Krishna has questioned parts of chapter 7 in the textbook titled “Knowledge Traditions and Practices of India” that explain ayurveda’s Tridosha theory. According to the theory, health and disease are governed by levels and imbalances in three illness-causing factors called doshas — Vata, Pitta, and Kapha.

While describing the dosha paradigm as a “systems approach to health”, the chapter says: “The Ayurvedic therapeutic strategy is, therefore, different but comprehensive, addressing all causative factors, and incorporating all therapeutically relevant parameters such as medicines, diet, and activities.”

But Krishna has said it would be a “misleading overstatement of facts” to represent ayurvedic concepts as being “the systems approach to health” or being “comprehensive and incorporating all therapeutically relevant parameters”.
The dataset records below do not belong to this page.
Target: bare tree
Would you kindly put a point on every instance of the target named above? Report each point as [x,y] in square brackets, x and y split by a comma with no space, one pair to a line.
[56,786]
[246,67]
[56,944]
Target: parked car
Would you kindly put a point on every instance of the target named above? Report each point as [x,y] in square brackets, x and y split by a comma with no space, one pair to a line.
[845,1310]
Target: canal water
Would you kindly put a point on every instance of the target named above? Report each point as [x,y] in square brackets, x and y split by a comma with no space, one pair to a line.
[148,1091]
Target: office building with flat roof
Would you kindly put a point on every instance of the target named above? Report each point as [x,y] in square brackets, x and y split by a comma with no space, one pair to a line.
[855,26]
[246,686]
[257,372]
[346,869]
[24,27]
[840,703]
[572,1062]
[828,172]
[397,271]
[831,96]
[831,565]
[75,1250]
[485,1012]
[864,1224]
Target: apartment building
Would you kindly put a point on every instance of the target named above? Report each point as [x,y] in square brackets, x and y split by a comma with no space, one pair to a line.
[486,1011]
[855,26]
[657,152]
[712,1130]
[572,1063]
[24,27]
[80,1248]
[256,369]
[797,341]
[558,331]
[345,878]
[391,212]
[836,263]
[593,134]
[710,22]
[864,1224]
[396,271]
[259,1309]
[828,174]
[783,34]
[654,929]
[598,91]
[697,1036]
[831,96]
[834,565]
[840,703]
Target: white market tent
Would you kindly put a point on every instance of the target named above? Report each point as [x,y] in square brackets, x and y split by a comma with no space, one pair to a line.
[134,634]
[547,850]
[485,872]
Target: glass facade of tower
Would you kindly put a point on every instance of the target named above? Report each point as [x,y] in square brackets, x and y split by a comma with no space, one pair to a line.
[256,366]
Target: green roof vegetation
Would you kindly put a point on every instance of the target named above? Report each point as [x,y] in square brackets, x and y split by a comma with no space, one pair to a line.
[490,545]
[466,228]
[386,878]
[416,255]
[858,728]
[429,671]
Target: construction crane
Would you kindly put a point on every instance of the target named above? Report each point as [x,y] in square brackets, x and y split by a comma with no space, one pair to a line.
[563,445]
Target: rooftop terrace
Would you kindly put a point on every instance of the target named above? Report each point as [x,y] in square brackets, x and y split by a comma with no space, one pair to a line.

“Ayurvedic concepts like the Tridosha theory are basically rough-and-ready models (heuristics) that the ancients devised to systematise their medical experience. Heuristics, being products of commonsensical reasoning are useful, but they are also susceptible to misfires. The methods of science developed precisely to check such limitations of commonsensical reasoning,” Krishna said.

“When rough-and-ready models get misconstrued as comprehensive theories, the results could be wrong diagnoses and mismanagement of the medical conditions,” Krishna added.

Krishna also said the chapter contains a factual error in claiming ayurveda was codified four thousand years ago. “The reality is that the earliest classics of ayurveda date back to circa 6th century BCE,” he said.

Anita Rampal, former dean of education at the University of Delhi and former chairperson of the NCERT’s textbook development committee, said errors in textbooks have “serious implications” because students are taught to view textbooks as the only source of knowledge.

“In our school system, the textbook is taken as the absolute authority and teachers and students have little space to question or even supplement it with other resources,” Rampal told The Telegraph. “Anything found wrong must be acknowledged and corrected.”